A day or two later, Louisa Harris and her aunt, Lady Ryder, crossed over to England. They had spent five weeks in Italy and one in Brussels, not with a view to dreaming over the beauties of the Italian Lakes, or over the art treasures collected in the museums of Brussels, but because Lady Ryder had had a bronchial catarrh which she could not shake off and so her doctor had ordered her a thorough change. Bellaggio was selected, and Louisa accompanied her. They stayed at the best hotels both in Bellaggio and in Brussels, where Lady Ryder had several friends whom she wished to visit before she went home.

Nothing whatever happened that should not have happened; everything was orderly and well managed; the courier and the maid saw to tickets and to luggage, to hotel rooms and sleeping compartments. It was obviously their mission in life to see that nothing untoward or unexpected happened, but only the obvious.

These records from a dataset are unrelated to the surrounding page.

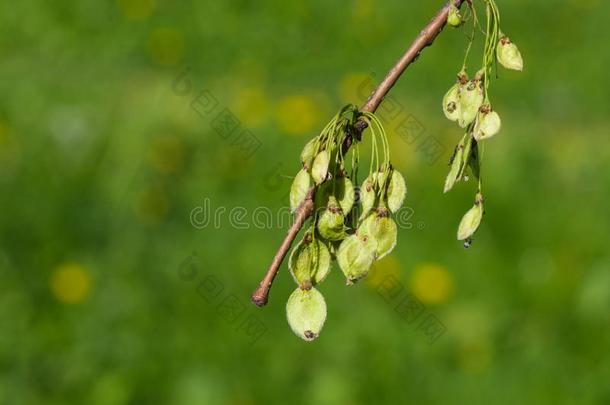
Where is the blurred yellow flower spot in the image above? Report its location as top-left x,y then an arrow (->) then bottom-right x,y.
410,263 -> 453,304
275,95 -> 321,135
148,135 -> 185,173
339,72 -> 375,105
233,88 -> 269,128
135,187 -> 169,225
50,263 -> 91,304
117,0 -> 156,20
148,28 -> 184,66
365,256 -> 402,289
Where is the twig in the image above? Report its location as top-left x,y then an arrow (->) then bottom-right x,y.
252,0 -> 467,307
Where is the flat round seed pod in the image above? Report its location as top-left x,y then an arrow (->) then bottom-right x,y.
457,194 -> 483,240
316,176 -> 356,214
311,150 -> 330,184
318,196 -> 346,241
496,37 -> 523,71
337,235 -> 374,285
288,236 -> 331,286
473,111 -> 502,141
458,79 -> 484,128
387,169 -> 407,213
356,213 -> 398,260
290,169 -> 311,212
301,138 -> 317,170
335,176 -> 356,214
447,4 -> 462,27
443,83 -> 460,121
360,173 -> 377,218
286,287 -> 326,342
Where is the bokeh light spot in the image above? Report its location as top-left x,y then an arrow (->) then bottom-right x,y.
411,263 -> 453,304
50,263 -> 91,304
148,28 -> 184,66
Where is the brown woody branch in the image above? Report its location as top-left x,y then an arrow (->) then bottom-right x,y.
252,0 -> 468,307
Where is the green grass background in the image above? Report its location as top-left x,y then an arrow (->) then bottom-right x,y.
0,0 -> 610,405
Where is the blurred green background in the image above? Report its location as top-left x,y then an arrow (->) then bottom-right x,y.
0,0 -> 610,404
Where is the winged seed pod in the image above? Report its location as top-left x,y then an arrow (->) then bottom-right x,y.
447,4 -> 462,27
388,169 -> 407,213
337,235 -> 374,285
360,173 -> 377,219
311,150 -> 330,184
356,208 -> 398,260
473,106 -> 502,141
457,193 -> 483,240
301,138 -> 317,170
290,169 -> 311,212
288,234 -> 331,287
443,134 -> 471,193
458,78 -> 484,128
286,288 -> 326,342
496,34 -> 523,71
443,83 -> 460,121
316,175 -> 356,213
318,196 -> 346,241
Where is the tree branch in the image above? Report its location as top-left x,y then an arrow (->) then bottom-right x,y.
252,0 -> 468,307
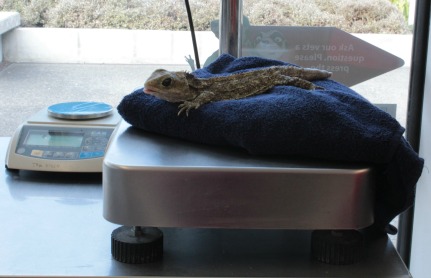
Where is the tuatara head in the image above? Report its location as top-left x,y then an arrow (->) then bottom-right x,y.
144,69 -> 196,102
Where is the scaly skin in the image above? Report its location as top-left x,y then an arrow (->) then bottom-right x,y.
144,66 -> 332,115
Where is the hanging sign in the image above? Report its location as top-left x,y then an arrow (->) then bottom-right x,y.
242,26 -> 404,86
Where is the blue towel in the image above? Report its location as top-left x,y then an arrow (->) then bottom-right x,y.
118,54 -> 423,232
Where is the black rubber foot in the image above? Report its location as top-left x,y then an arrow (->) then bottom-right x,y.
311,230 -> 364,265
111,226 -> 163,264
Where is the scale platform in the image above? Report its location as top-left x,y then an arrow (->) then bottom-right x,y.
103,122 -> 375,230
5,102 -> 121,172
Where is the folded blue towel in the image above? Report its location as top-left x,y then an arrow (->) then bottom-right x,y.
118,54 -> 423,232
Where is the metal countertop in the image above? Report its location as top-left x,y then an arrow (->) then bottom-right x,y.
0,137 -> 410,277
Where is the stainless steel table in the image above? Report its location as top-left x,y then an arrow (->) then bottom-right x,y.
0,138 -> 410,277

It was clearly not their fault that Miss Harris had seen a cab in which an unknown man happened to have been murdered.

Louisa, with a view to preventing her aunt from going to sleep after dinner and thereby spoiling her night's rest, had told her of the incident which she had witnessed in the Boulevard Waterloo, and Lady Ryder was genuinely shocked. She vaguely felt that her niece had done something unladylike and odd, which was so unlike Louisa.

The latter had amused herself by scanning a number of English papers in order to find out what was said in London about that strange crime, which she had almost witnessed—the man stabbed through the neck, from ear to ear, and the wound so small it might have been done with a skewer. But, with characteristic indifference, London paid but little heed to the mysterious dramas of a sister city. A brief account of the gruesome discovery—a figurative shrug of the shoulders as to the incompetence of the Belgian police, who held neither a clue to the perpetrator of the crime nor to the identity of the victim. Just a stranger—an idler. Brussels was full of strangers just now. His nationality? who knows? His individuality? there seemed no one to care. The police were active no doubt, but so far they had discovered nothing.

Two men, the murderer and the murdered, engulfed in that great whirlpool known as humanity, small units of no importance, since no one seemed to care. Interesting to the detective whose duty it was to track the crime to its perpetrator. Interesting to the reporter who could fill a column with accounts of depositions, of questionings, of examinations. Interesting to the after-dinner talker who could expatiate over the moral lessons to be drawn from the conception of such a crime.

But the murdered man goes to his grave unknown: and the murderer wanders Cain-like on the face of the earth—as mysterious, as unknown, as silent as his victim.